NANAIMO – Proposal would lead to discounts, shorter wait times.

B.C. Ferries is looking to revamp its booking system and website.

The company announced Wednesday that it has submitted an application to B.C. Ferry Commissioner Gord Macatee for a proposal that includes fare flexibility and online components. The initiative could lead to shorter wait times and discounted fares at non-peak times, according to a company spokesman.

Mike Corrigan, B.C. Ferries’ president and CEO, said the fare flexibility is a new way to price rates for the company.

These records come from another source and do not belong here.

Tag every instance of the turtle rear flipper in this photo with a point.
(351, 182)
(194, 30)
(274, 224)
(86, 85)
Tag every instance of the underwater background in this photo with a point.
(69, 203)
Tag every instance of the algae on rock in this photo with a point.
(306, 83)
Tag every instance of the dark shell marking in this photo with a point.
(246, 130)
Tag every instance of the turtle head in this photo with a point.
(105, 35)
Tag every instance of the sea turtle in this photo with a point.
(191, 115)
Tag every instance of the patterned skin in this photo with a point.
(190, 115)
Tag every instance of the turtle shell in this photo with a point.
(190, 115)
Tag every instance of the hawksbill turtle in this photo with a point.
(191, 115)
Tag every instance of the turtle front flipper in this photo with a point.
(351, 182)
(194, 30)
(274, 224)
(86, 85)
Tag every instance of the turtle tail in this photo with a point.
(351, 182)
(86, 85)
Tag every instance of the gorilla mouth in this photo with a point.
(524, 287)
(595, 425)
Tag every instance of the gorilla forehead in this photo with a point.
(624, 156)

“It basically takes into consideration the fact that in the airline industry and the hotel business and other places, there’s models in place now so the price you pay is dependent upon how far you book in advance, what restrictions you’re willing to put on yourself and when you want to travel or stay,” said Corrigan.

Another part of the proposal includes a new website and e-commerce platform, so customers can pay online via mobile device or computer and can book vacation packages. B.C. Ferries’ point of sale reservation systems are 25 years old and they need to be replaced, Corrigan said.

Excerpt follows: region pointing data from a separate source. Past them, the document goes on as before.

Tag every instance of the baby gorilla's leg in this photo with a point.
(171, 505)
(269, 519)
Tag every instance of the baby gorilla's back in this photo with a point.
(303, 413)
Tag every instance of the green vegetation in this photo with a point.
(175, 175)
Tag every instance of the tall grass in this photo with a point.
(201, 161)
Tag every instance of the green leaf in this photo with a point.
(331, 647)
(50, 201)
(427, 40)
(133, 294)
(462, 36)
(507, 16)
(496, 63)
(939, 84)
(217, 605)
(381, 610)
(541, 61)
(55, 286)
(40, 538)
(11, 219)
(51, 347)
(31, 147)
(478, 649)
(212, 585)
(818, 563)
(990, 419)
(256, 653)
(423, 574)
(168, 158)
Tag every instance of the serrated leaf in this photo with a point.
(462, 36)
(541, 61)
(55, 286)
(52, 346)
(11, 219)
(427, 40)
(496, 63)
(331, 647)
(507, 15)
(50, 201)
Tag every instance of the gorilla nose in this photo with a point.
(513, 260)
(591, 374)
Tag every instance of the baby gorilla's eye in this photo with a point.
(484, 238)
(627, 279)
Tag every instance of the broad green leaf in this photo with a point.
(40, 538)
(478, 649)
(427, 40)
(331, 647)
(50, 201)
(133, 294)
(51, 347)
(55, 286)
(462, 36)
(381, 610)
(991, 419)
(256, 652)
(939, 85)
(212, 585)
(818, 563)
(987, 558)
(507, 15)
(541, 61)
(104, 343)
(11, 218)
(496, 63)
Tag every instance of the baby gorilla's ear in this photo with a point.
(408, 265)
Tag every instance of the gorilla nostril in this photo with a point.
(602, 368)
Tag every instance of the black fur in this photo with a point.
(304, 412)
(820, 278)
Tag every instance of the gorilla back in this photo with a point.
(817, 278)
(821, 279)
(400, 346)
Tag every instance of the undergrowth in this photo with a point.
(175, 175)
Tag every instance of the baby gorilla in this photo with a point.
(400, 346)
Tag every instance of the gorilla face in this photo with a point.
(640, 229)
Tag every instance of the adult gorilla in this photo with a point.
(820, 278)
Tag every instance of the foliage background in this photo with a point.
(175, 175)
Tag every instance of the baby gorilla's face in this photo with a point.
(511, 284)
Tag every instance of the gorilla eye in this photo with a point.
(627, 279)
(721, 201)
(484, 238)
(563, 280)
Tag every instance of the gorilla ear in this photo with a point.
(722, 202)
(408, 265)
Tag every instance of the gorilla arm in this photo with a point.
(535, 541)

He said it hasn’t been yet determined how the proposal will affect fares.

“Over the next couple of years – hopefully we get the commissioner’s approval – then we have to go out and pick a vendor we want to work with both for the fare side and the digital/e-commerce side,” said Corrigan. “At the same time, we want to start building the actual models. We need to work with customers to determine what are the price points that customers are willing to change their travel patterns and willing to travel may incrementally more than they currently do,” said Corrigan.

Input will be sought related to specific pricing options and what customers would like to see in the systems going forward but there won’t be public consultation, Corrigan said.

The first phase of the plan could roll out in 2017 and will include a pilot project on a couple of routes across the system, testing the technology as well as the pricing engines and models.

Corrigan said it’s likely the first pilot will take place on a Nanaimo route.

He said Macatee has 60 days to make a decision.